Tuesday, December 11, 2007

3 Women

A drunk Indian woman from Trinidad, who may also have been mentally-challenged (it was hard to tell considering the advanced stage of her intoxication), fell in love with me in my uncle's bar on Saturday night. She told me that I looked "sad" and "worried" and that she wanted me to buy her another drink. I told her that she probably had enough and that it would be better if she just went home and slept it off. She wanted a hug before leaving and I obliged, but as I returned to my beer she pounced from behind and slobbered me with two wet kisses, one on each cheek, to the general amusement of all the bar regulars.

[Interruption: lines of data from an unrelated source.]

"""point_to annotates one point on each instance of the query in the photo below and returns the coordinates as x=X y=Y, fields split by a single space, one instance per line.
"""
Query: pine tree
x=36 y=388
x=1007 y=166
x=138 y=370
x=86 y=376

A little later, waiting for the PATH train into Manhattan, I noticed an attractive young woman on the platform. We boarded the same passenger car at opposite ends, but looking for a seat, she found one directly in front of where I was standing. "Did she do that on purpose?" I thought (of course, as you may have already guessed, I was slightly intoxicated by this time). As the train proceeded into the city, I found my eyes returning to gaze upon this woman (I was too drunk to dip into the copy of Conrad's The Secret Agent that I had brought along). I couldn't help myself. After a bit of this surreptitious staring, I noticed something odd. Occasionally the young woman would cover her mouth with her hand, but from the angle where I was standing I could see that what she was really doing was sneakily sucking her thumb. As a former thumb sucker myself, I was not only taken aback by the fact that she was still sucking her thumb into her late twenties/early thirties, but that she would do this in such an openly public place (I would never have had such nerve back in my thumb sucking days). Now I was fixated. I couldn't turn my eyes away. And none of this seemed to have any effect on the young woman. I might as well have been invisible. Before I got off of the train, I felt like I had to say something to her. Leaning in to speak as the train pulled into my stop, I said without thinking, "Just remember that you're beautiful." I guess I caught her off guard because her thumb was still in her mouth as I departed the train.

Later, at the Marah concert I went into the city to see, Xmastime introduced me to two young women I had given a ride to some seven years ago or so for a previous show at The Stone Pony in Asbury Park. One of the women seemed much more beautiful than I had remembered. In fact, she was quite stunning. Imagine my utter deflation when the first thing she said to me was, "You've gotten fat and old." Ah, now that's more like it!